Knievel was a flamboyant motorcycle stuntman who jumped lines of cars and buses, and attempted to hurdle sharks, canyons and just about anything else. He died in 2007, five years after the first Evel Knievel Days was held in Butte.

The dispute over the festival began when Kelly Knievel sought a new licensing agreement with Butte-Silver Bow County for the use of his father’s name, which the family owns.

He said he had concerns about the organizing committee’s finances and whether it has followed bylaws and its reporting requirements, The Montana Standard reported.

Harrington said the group has followed the rules, provided detailed financial reports to the county and welcomes anyone to audit its books.

About the time Kelly Knievel sought the new licensing agreement, the county asked organizers to sign an operating agreement that it said was meant to ensure accountability and stability.
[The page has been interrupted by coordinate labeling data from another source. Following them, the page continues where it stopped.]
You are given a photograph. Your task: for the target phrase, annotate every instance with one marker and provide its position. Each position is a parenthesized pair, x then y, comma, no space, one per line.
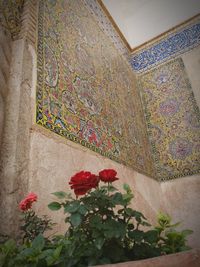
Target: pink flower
(26,203)
(108,176)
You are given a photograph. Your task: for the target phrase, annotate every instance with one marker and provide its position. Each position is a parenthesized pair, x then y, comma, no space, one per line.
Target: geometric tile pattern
(173,120)
(173,44)
(85,89)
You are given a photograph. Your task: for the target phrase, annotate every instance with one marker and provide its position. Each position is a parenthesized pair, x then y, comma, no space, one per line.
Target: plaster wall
(140,21)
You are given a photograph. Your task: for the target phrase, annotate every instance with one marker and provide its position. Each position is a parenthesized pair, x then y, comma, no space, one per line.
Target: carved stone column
(14,157)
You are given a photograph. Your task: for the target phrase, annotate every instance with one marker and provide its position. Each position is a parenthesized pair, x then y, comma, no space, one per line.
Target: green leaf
(126,187)
(38,242)
(186,232)
(136,235)
(76,219)
(82,209)
(117,199)
(151,236)
(57,252)
(72,207)
(99,242)
(54,206)
(60,194)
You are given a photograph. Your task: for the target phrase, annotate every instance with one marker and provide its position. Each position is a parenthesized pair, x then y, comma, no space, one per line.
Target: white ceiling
(141,20)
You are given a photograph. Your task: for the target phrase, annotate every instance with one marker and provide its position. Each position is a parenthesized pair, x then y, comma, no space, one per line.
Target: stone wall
(38,160)
(168,80)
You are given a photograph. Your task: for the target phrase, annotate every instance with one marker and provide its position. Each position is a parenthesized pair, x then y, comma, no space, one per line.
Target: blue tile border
(176,43)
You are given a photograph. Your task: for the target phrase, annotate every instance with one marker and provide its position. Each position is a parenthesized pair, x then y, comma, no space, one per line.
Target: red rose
(108,175)
(26,203)
(82,181)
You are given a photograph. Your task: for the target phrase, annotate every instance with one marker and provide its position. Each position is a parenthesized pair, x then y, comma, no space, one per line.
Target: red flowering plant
(103,228)
(32,225)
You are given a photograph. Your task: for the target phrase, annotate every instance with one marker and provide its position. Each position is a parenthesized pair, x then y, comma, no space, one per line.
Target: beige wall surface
(34,159)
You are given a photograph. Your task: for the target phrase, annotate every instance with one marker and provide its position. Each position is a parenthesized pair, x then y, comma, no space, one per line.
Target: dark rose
(108,175)
(82,182)
(26,203)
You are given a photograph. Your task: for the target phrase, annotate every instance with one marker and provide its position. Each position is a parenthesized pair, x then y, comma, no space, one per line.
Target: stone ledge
(183,259)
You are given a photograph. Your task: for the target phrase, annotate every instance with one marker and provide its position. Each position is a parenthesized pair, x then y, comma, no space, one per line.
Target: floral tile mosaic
(173,44)
(107,27)
(85,89)
(173,120)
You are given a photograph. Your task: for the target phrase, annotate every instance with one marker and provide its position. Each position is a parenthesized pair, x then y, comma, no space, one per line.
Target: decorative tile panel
(85,89)
(10,15)
(173,120)
(173,44)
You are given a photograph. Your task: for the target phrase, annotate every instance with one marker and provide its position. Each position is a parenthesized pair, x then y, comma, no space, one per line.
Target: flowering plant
(32,225)
(102,228)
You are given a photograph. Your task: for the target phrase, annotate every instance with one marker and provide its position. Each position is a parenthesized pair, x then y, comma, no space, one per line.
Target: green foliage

Harrington said the group had an agreement that was good through next year.

Last week, Kelly Knievel left Harrington an expletive-laced voicemail threatening to contact the IRS and the attorney general and audit previous contracts if he didn’t sign the agreement.

“You’re gonna sign that agreement with Butte-Silver Bow, and you’re going to move along as the director of the committee and change your ways, or I am going to destroy you,” Knievel said. Knievel confirmed to the Standard that he left the messages.

On Monday, Kelly Knievel withdrew his request for the licensing agreement and said the Knievel family would try to form a new nonprofit corporation to conduct this year’s festival and run it “with complete transparency and accountability.”

Vincent said Wednesday the issue had become a “media circus” created by a few members of the committee and Knievel.

“I hoped that level heads would prevail in resolving the issues, and that obviously has not happened,” Vincent said in a letter to commissioners.